El tercer elemento es, desglosado de lo anterior, lo terapéutico. Desconozco el diagnóstico del autor, pero el hecho de que me acompañe en esta mesa de presentación un siquiatra, asumo, da cuenta de algo que desde lo estrictamente literario, se percibe con nitidez. No en vano hay pasajes tan maravillosos como aquél en que se dialoga con dios y éste asume su no existencia, o las hermosas y dolorosas escenas de amor y sexo. Eros y Thánatos. Me refiero a una pregunta soterrada que subyace en todo el libro. Una pregunta por la identidad, por el ser en tanto individuo, el asumir la condición humana cuando no hay humanidad en el mundo y la idea misma de identidad parece una reivindicación de un cruel espejismo. ¿Cómo establecer relaciones, cómo amar al prójimo si hace rato que es lo mismo ser derecho que traidor? La crisis de la humanidad sin tiempo ni espacio. Matanzas de mayas, guerras entre tutsis y hutus, nuestra judeocristiana dinastía de aberraciones y calamidades, desde la Grecia Antigua al Chile en sus 40 años del Golpe. Sentir el paso y peso de la historia sobre nuestros hombros de alfeñique. No me cabe duda de que el autor tiene una espina atravesada en algún sitio. Por eso escribe.
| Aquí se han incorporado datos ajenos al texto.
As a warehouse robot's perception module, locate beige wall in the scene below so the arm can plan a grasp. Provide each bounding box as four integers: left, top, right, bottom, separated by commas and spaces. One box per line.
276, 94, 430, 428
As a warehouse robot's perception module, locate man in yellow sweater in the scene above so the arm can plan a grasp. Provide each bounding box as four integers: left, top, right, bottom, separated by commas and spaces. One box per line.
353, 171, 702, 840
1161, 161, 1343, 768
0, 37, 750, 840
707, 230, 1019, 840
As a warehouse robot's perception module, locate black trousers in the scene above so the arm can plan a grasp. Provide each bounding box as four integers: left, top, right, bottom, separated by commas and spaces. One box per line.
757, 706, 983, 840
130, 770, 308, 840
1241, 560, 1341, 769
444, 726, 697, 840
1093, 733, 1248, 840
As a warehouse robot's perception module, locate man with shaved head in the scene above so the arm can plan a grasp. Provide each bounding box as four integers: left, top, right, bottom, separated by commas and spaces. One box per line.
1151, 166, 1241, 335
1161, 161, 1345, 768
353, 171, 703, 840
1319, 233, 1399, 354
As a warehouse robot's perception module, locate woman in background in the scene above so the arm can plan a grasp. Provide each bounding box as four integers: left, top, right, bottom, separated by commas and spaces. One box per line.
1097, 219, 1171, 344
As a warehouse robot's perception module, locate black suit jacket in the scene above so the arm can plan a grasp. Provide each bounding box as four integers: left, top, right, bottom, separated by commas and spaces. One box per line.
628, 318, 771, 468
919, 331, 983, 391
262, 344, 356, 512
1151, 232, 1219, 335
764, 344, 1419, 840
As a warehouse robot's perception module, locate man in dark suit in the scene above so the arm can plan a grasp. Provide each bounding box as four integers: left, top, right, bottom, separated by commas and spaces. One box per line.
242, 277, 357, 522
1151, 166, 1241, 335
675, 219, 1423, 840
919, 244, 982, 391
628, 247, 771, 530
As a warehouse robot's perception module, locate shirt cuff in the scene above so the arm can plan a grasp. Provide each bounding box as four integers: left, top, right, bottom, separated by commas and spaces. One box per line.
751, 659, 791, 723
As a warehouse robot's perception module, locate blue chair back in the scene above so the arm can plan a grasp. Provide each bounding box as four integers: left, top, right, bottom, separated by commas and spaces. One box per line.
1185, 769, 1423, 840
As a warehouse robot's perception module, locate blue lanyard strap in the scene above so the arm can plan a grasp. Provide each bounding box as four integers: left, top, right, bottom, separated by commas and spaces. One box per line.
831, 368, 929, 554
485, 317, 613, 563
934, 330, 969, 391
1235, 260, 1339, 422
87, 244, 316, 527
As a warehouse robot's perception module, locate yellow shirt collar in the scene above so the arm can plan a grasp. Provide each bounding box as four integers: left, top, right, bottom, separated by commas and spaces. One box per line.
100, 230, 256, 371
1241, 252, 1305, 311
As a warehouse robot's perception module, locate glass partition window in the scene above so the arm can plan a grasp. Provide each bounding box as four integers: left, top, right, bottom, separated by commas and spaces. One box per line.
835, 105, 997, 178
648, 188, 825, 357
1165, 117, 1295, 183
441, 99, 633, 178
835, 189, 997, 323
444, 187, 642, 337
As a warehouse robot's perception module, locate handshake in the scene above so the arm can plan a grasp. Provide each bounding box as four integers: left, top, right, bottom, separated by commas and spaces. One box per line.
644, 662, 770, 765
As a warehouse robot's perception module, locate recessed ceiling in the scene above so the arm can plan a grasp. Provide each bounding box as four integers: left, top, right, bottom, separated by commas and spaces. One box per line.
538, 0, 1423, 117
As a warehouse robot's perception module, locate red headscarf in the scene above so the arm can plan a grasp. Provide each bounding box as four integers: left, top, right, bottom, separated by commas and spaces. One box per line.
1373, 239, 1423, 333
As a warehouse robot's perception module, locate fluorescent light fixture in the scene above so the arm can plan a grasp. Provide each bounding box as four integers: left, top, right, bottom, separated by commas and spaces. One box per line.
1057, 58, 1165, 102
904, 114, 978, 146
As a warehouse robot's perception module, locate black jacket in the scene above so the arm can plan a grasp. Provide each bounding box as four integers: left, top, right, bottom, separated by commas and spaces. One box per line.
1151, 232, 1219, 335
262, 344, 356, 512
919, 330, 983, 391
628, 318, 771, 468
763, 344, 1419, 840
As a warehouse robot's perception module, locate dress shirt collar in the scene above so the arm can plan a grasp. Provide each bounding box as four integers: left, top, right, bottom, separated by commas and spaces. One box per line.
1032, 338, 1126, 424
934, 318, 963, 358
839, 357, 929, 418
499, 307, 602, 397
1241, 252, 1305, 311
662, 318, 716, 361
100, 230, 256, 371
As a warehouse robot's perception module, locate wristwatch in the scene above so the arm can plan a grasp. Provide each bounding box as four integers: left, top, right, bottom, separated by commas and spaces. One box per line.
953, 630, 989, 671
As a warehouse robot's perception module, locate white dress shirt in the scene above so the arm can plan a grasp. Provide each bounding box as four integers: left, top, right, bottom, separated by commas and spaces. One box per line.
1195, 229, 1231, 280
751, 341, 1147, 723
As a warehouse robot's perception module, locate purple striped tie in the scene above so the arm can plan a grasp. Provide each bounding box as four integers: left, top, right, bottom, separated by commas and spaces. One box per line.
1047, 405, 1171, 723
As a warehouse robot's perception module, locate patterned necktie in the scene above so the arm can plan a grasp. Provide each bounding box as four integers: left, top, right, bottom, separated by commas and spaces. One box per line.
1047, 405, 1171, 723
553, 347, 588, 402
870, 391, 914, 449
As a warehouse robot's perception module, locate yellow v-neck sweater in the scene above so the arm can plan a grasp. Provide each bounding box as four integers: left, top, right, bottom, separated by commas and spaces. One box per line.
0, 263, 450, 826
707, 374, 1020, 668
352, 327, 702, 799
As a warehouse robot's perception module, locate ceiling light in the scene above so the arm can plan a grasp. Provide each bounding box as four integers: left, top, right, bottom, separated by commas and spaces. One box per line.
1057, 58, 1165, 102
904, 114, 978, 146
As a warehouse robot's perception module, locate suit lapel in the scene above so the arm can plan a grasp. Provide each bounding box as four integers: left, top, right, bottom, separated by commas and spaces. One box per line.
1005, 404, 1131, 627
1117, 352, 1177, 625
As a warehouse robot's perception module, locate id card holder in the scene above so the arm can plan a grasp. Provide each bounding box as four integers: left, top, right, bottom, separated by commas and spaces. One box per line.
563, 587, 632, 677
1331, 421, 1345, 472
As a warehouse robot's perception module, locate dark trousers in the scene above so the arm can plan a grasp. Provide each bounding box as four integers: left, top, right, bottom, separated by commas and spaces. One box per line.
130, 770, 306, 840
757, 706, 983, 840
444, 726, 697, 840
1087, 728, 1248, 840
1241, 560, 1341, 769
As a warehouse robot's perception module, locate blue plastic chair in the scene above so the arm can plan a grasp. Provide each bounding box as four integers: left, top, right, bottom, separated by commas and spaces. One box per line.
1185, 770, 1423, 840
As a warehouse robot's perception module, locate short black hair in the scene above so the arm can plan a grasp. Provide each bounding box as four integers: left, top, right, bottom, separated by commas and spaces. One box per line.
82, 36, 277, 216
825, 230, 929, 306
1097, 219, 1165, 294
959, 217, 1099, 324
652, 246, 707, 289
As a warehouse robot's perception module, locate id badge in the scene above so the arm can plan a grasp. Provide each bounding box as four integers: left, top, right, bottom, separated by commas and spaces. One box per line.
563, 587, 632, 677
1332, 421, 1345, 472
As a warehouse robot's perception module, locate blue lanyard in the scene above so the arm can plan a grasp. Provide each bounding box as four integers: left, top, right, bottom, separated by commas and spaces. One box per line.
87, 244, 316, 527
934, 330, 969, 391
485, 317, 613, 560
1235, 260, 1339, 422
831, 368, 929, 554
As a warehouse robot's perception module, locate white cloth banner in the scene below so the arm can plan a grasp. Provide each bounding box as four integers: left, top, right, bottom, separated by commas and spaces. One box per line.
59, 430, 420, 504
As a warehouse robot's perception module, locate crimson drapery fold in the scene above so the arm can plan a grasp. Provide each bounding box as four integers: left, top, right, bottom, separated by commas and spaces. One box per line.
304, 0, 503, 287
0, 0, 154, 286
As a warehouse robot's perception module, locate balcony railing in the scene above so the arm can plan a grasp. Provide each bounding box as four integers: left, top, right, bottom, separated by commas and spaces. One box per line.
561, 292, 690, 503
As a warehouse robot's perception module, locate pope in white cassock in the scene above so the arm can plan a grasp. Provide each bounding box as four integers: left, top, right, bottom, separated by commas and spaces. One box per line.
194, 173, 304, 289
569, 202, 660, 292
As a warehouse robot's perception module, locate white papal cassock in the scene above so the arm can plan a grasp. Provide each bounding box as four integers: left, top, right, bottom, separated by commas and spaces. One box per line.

Y el cuarto elemento es, para estar a la altura del autor, igual a cero. Es decir, no es elemento siquiera. Dije cuatro porque llegado este punto cuatro es tres o es dos, aunque bien podría ser cinco. Podría agregar algo en torno al monumental acierto alusivo de poner “El jardín de las delicias” de El Bosco en la portada del libro. O podría señalar el ritmo, la presencia oculta de la música, ora tango ora blues, en el fraseo de la pluma. Pero primero debo confesar que accedí a presentar este libro sin saber muy bien en qué me metía, y que a poco andar en sus páginas decidí leerlo como se lee un libro de poesía, asaltándolo por sorpresa, a saltos, sin orden, haciendo girar el globo terráqueo para detenerlo con un dedo ciego, haciendo un descubrimiento de cada nueva página. Lo cierto es que fumé toda la yerba que pude en un país en donde imaginar es delito, que leí este libro en estados de sueño, de vigilia, de lucidez y de modorra, y no puedo decir que lo haya pasado mal. Antes bien, para terminar, tengo la obligación de preguntar ¿qué se fumó el autor? Yo quiero una de esas.